The five second rule essentially says that if a food item spends just a few seconds (<=5 seconds) on the floor, dirt and bacteria won’t get enough time to contaminate it and it can still be eaten without any harm to the body. Of course, the rate of contamination depends upon how clean or dirty the floor is and how many bacteria can transfer from the floor to the food. A floor that has not been mopped for weeks may be a good contender for a zero second rule where the food goes into the bin.

While the “five-second rule” might not seem like an issue for food scientists to address on immediate basis, it’s still worth investigating food myths like this one because they shape our beliefs about when food is safe to eat.

Where did the five-second rule come from?

The five second rule may have originated from a well-known fake story about chef Julia Child. Julia had once accidently dropped a piece of chicken (or a lamb depending upon the version of the story) on the stovetop and then put it back in the pan saying that small slip ups in the kitchen were permissible and if no one’s in the kitchen cooking with you, your guests would never know!

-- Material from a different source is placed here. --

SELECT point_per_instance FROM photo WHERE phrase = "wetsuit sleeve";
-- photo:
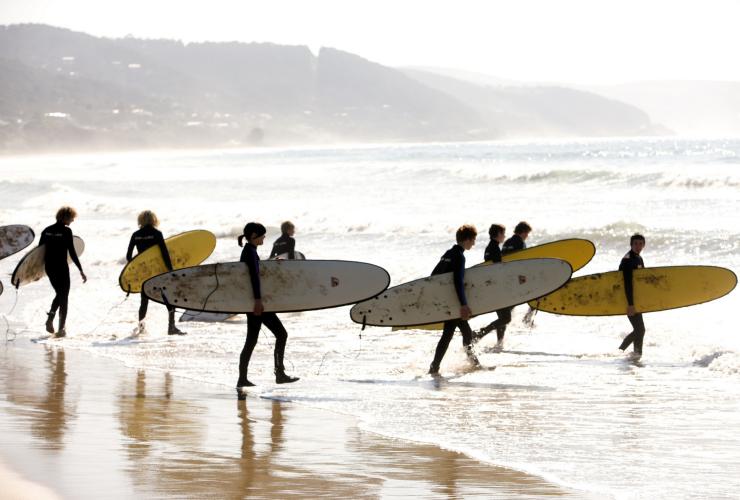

In fact, it was the piece of chicken that fell on the gas stove and not the floor and usually a stove top is significantly cleaner than the kitchen floor. This incident was believed to be the origin of the rule. Or maybe the five second rule was originated based on accumulated years of human experience where cleaning the food and making the most of it was more valuable than simply throwing the food away.

The five-second rule has actually been put to scientific test by the researchers at Clemson University. They performed a study to measure whether the length of time food comes into contact with a contaminated area had an effect on the number of bacteria that made it onto the food. To do so, the team inoculated different floor surfaces (tiles, wood and carpet) with bacteria and then placed food on the tiles for 5, 30 or 60 seconds. The bacteria levels were then measured. The end result was that the bacteria transferred was more dependent on how dirty or covered with bacteria than how much time was spent on the surface. Surface did make a difference, with carpet having less than 1% of bacteria transferring, as opposed to 48% to 70% of bacteria transferring for tile and wood surfaces.

So is the five second rule valid? Not anymore. There are thousands of bacteria and germs everywhere around us and even if the environment is clean and bacteria are less likely to transfer over to your food, eating it could still make you sick.

The moral of the story? Use your own common sense. Follow the five second rule at your own risk. Occasionally eating food that was briefly on the floor is less likely to make you sick. But it depends on what you drop and where.